- Place of Use Continent - North America, Country - Canada, Province / Territory - Quebec, Municipality - Saint-Jean-Port-Joli, Township / District - L'Islet, County of
- Category Tools and equipment for materials
- Sub-category Leather, horn, shellworking tools and equipment
- Department History
- Museum CMH
- Earliest 1860/01/01
- Latest 1976/03/18
- Inscription (on one side/sur un côté) Kraeuter 1850 USA
- Materials Metal
- Measurements Length 21.0 cm, Width 3.5 cm, Thickness 2.5 cm
- Related activity Shoemaking
- Caption The Shoemaker
Making boots and shoes does not demand a great deal of exertion but it does require precision and attention to detail. Accordingly, the shoemaker's work space is well-lit by one or more windows. At the most basic level, he needs only a small corner of the kitchen or another room where he can set up his work bench. His equipment, including his work bench, a sewing machine, a work table, shelves for storing resins and polishes, a box for leather scraps and a small tub for soaking stiff leather, are arranged in a compact space to avoid unnecessary movement. Since the shoemaker's shop is frequently a meeting place for village elders who come to gossip, exchange news with customers, and pass the time, the craftsman often provides a bench and chairs for their comfort.

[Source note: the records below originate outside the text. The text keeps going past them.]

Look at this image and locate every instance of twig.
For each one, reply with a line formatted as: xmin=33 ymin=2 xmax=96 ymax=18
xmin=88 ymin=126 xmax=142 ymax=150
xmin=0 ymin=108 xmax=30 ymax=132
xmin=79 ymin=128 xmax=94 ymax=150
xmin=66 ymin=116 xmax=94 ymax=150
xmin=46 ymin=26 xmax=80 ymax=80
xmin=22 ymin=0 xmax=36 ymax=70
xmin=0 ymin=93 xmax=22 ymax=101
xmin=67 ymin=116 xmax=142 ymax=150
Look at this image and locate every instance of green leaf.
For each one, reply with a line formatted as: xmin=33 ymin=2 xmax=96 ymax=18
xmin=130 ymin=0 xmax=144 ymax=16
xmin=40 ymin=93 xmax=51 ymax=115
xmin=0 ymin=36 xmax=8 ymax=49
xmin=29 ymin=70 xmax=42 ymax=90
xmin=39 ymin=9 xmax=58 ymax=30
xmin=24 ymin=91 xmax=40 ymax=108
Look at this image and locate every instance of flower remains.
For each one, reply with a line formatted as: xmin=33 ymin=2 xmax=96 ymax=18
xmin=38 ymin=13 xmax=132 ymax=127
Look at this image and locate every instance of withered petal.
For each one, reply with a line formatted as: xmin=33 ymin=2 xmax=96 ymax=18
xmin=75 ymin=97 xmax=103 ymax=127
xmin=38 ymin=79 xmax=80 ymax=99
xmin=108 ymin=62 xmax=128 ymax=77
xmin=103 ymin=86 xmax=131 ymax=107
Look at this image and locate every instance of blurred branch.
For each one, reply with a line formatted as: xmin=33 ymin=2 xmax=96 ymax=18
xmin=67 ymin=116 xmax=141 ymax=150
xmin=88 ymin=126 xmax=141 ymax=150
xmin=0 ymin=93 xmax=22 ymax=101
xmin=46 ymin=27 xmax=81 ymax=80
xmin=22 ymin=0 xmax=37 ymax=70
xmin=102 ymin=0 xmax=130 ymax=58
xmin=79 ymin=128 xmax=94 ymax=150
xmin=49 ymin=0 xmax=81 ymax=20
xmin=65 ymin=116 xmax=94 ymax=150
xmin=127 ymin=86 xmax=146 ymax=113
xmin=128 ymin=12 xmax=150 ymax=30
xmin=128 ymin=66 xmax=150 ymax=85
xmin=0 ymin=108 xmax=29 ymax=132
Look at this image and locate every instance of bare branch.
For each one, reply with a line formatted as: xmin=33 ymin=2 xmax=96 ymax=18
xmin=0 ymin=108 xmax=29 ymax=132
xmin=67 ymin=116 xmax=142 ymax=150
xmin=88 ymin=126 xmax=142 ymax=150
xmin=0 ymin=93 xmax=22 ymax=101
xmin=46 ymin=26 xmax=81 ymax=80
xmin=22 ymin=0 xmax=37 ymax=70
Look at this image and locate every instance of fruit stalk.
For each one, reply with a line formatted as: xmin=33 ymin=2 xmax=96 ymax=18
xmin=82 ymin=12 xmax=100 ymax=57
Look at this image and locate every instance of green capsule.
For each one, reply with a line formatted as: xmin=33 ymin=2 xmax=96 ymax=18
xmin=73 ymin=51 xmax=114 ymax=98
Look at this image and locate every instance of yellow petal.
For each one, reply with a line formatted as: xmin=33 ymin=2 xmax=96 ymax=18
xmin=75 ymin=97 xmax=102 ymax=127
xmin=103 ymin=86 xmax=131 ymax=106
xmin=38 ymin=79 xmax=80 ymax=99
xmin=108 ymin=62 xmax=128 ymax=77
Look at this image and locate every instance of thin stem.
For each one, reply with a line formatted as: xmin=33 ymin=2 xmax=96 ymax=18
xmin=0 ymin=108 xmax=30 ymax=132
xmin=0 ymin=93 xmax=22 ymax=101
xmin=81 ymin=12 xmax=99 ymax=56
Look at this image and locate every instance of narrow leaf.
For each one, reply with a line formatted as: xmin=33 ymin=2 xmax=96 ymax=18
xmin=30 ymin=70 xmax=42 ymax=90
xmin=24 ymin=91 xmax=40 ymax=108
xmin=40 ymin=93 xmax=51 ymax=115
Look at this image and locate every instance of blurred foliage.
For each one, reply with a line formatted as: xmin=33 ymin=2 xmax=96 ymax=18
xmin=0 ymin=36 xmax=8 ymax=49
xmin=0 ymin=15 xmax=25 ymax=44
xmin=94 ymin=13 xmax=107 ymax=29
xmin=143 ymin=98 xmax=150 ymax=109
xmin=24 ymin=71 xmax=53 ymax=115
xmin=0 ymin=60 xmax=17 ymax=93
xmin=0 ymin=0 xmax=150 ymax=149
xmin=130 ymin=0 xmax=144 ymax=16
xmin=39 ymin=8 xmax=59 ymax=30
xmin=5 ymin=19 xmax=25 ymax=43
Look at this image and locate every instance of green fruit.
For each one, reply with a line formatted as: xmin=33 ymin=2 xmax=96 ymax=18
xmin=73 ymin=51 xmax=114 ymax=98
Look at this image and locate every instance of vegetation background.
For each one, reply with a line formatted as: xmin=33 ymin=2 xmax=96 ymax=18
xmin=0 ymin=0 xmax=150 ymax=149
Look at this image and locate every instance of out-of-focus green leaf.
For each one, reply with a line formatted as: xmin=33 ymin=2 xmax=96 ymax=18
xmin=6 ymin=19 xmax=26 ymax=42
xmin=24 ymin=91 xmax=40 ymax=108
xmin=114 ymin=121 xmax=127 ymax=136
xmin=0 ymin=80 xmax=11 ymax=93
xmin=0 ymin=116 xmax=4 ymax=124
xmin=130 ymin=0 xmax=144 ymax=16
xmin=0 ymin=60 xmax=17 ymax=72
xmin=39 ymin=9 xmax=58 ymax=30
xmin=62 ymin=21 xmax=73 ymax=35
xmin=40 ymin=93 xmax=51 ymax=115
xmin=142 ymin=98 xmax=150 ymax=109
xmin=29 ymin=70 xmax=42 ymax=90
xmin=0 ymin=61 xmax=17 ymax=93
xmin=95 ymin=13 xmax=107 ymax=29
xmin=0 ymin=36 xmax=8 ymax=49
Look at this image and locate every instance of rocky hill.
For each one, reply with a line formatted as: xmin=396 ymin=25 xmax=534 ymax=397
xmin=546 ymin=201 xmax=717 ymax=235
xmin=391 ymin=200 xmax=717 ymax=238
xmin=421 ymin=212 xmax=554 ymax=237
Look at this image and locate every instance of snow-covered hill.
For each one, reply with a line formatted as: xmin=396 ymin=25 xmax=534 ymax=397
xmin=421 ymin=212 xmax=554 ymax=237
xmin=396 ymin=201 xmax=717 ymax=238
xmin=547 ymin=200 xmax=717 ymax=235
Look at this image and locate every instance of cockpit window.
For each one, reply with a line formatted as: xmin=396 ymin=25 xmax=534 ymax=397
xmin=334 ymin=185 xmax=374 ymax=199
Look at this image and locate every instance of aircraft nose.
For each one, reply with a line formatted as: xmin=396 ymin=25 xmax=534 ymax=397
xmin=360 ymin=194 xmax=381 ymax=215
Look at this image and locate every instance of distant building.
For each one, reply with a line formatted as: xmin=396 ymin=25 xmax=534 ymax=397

To make a pair of boots or shoes, the shoemaker chooses the leather and treats it to remove irregularities and make it supple. Using patterns he has in stock, or perhaps the pieces of leather from an old pair of footwear, he cuts out the needed shapes at his work table. If he is making a pair of bottes de boeuf, he wears a leather apron and stitches the pieces together seated at his bench. What gives these boots much of their durability is the thick thread coated in a gooey mixture of resin, tar and fat that the shoemaker specially prepares. Working diligently at his bench, he can produce two pairs of bottes de boeuf during a day.